Se quitó el abrió dejándolo caer a sus pies y excitada por el pensamiento que acababa de tener entró en el despacho de su marido. Guillermo levantó los ojos del ordenador sobresaltado por la presencia que no esperaba y se sorprendió aún más al ver a su mujer vestida y pintarrajeada de aquella manera.

-¿Qué te ha pasado? ¿Qué haces aquí? ¿De donde vienes? ¿Por qué vas así?- Preguntó Guillermo de forma atropellada sin entender la situación.

Isabela no contestó de inmediato. Se acercó a la mesa de su hombre y cogió la mano de él introduciéndola debajo de su falda haciéndola entrar en contacto con su coño. Cuando notó que la mano de Guillermo, todavía ojiplático se quedó firmemente anclada a ella, llevó la suya al paquete él.
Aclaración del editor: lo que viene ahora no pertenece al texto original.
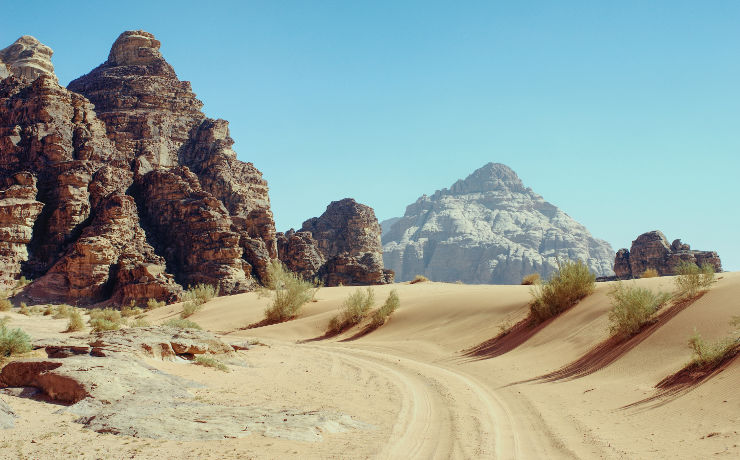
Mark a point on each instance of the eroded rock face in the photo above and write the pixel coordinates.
(127, 199)
(488, 228)
(651, 250)
(344, 243)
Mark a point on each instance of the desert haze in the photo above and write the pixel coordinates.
(424, 385)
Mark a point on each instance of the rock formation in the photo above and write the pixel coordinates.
(342, 246)
(651, 250)
(488, 228)
(118, 187)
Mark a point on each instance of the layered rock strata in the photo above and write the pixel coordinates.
(136, 192)
(488, 228)
(652, 251)
(342, 246)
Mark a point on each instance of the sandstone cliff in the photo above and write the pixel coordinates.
(118, 187)
(342, 246)
(488, 228)
(651, 250)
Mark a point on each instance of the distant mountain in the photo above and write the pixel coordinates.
(487, 228)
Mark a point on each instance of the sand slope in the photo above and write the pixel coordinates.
(425, 398)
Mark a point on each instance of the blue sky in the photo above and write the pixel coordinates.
(626, 115)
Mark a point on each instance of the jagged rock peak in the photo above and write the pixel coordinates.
(492, 176)
(135, 47)
(26, 58)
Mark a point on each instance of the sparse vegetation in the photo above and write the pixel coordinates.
(354, 309)
(419, 279)
(207, 361)
(649, 273)
(13, 341)
(632, 307)
(381, 315)
(5, 304)
(152, 304)
(179, 323)
(692, 279)
(75, 322)
(105, 320)
(288, 291)
(571, 282)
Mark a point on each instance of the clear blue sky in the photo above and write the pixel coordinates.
(626, 115)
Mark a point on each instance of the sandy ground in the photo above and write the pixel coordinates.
(423, 396)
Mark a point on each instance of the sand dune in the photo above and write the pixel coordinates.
(425, 397)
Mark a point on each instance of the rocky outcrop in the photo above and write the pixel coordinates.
(344, 243)
(26, 58)
(127, 191)
(652, 251)
(488, 228)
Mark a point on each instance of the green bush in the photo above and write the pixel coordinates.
(75, 323)
(151, 304)
(710, 353)
(13, 341)
(179, 323)
(571, 282)
(379, 316)
(354, 309)
(289, 293)
(207, 361)
(632, 307)
(691, 279)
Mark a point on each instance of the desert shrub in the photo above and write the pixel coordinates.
(354, 309)
(13, 341)
(200, 293)
(207, 361)
(571, 282)
(692, 279)
(105, 320)
(179, 323)
(710, 353)
(289, 292)
(379, 317)
(632, 307)
(419, 279)
(75, 322)
(649, 273)
(63, 311)
(189, 308)
(139, 322)
(5, 304)
(151, 304)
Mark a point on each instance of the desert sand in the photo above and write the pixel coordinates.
(425, 385)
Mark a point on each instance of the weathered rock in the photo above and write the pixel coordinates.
(113, 391)
(26, 58)
(18, 211)
(7, 416)
(344, 243)
(651, 250)
(82, 221)
(488, 228)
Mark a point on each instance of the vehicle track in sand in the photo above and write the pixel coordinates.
(446, 413)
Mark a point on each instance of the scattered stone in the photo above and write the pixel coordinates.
(651, 250)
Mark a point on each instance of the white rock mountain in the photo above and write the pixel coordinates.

-Esta noche voy a ser tu puta. Quiero ser tu puta.-Le susurró Isabela mientras masajeaba su miembro.- No digas nada, no es negociable. Pero vamos ha hacerlo bien. Me voy a bajar, voy a salir a la calle y voy a esperarte en la puerta del edificio. Tú saldrás, te subirás al coche y pasaras a por mí, yo estaré frente a la entrada. Pararas frente a mí y me solicitaras mis servicios. Después me llevaras a cenar, y, después, iremos a un motel, al sitio más cutre que te imagines. Y me follaras como tú quieras, me harás lo que tú quieras, me pegaras, me humillaras y me castigaras porque soy una puta. Porque seré tu puta. ¿Lo has entendido?

-¿Pero…? ¿Pero yo…?- Dijo Guillermo aún sin entender lo que estaba pasando.

-No es discutible, ahora me voy. Te espero en cinco minutos, en la puerta.

Guillermo esperó varios minutos sentado en su escritorio. No entendía nada. Pero su mujer lo acababa de poner extremadamente cachondo. No sabía que coño le había pasado pero no estaba dispuesto a dejar pasar una oportunidad así. Cierto era que el sexo entre ellos había menguado mucho, pero no era porque no la encontrara atractiva, al contrario, le gustaba más que nunca, pero el sexo se había vuelto monótono. Siempre lo mismo. Siempre igual. Y ahora, de repente, ella llegaba ofreciéndole una nueva experiencia. No pensaba dejarlo correr. Guillermo se  puso la americana y bajó corriendo las escaleras de dos en dos sin esperar al ascensor y sin tan siquiera apagar las luces del despacho.